# Off menu transcripts and timestamps processing

This notebook serves as a development environment for the logic to process the transcripts and generate timestamps from them. The final production code is located in off_menu/data_processing.py.

In [None]:
# Ensure imports can find my utils:

import sys
import os

notebook_dir = os.getcwd()
project_root = os.path.abspath(os.path.join(notebook_dir, '..', '..'))

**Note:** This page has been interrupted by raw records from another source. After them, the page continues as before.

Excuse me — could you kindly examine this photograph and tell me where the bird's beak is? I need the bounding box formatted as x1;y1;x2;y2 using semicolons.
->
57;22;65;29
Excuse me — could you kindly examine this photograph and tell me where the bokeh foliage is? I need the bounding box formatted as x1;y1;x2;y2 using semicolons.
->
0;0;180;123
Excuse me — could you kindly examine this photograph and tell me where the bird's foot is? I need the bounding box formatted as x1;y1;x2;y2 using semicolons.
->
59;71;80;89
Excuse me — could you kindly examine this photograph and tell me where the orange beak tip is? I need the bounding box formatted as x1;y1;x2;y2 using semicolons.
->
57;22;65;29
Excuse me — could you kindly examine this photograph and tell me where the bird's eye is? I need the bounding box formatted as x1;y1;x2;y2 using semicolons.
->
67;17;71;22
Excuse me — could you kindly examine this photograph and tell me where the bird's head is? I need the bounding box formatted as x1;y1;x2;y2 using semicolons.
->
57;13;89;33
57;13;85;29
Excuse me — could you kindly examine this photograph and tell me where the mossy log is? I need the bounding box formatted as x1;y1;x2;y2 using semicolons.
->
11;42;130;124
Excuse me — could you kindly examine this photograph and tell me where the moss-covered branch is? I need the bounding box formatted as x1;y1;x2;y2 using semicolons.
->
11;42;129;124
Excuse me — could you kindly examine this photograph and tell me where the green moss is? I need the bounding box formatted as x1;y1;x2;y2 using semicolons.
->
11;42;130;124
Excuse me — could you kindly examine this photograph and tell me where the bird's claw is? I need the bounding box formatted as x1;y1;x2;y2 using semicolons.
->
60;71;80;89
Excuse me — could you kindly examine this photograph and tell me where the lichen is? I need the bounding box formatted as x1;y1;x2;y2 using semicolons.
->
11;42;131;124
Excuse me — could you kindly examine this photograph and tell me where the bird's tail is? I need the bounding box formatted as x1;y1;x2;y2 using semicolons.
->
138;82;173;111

if project_root not in sys.path:
    sys.path.insert(0, project_root)

print(f"Project root added to sys.path: {project_root}")
print(f"Current sys.path: {sys.path}")

# Import libraries
import pandas as pd
from bs4 import BeautifulSoup
import requests 
import re 
from typing import List
from fuzzywuzzy import process
from fuzzywuzzy import fuzz

# Project specific imports
from off_menu.utils import Episode
from off_menu.utils import clean_text
from off_menu.utils import num_check
from off_menu.utils import find_num_end
from off_menu.utils import name_num_split
from off_menu.utils import clean_res
from off_menu.utils import get_episode_sentences
from off_menu.utils import create_sentence_list

Project root added to sys.path: c:\Users\jbara\OneDrive\Desktop\Data_science\Python projects\Off Menu project
Current sys.path: ['c:\\Users\\jbara\\OneDrive\\Desktop\\Data_science\\Python projects\\Off Menu project', 'C:\\Users\\jbara\\miniconda3\\python312.zip', 'C:\\Users\\jbara\\miniconda3\\DLLs', 'C:\\Users\\jbara\\miniconda3\\Lib', 'C:\\Users\\jbara\\miniconda3', 'c:\\Users\\jbara\\OneDrive\\Desktop\\Data_science\\Python projects\\Off Menu project\\.venv', '', 'c:\\Users\\jbara\\OneDrive\\Desktop\\Data_science\\Python projects\\Off Menu project\\.venv\\Lib\\site-packages', 'c:\\Users\\jbara\\OneDrive\\Desktop\\Data_science\\Python projects\\Off Menu project\\.venv\\Lib\\site-packages\\win32', 'c:\\Users\\jbara\\OneDrive\\Desktop\\Data_science\\Python projects\\Off Menu project\\.venv\\Lib\\site-packages\\win32\\lib', 'c:\\Users\\jbara\\OneDrive\\Desktop\\Data_science\\Python projects\\Off Menu project\\.venv\\Lib\\site-packages\\Pythonwin']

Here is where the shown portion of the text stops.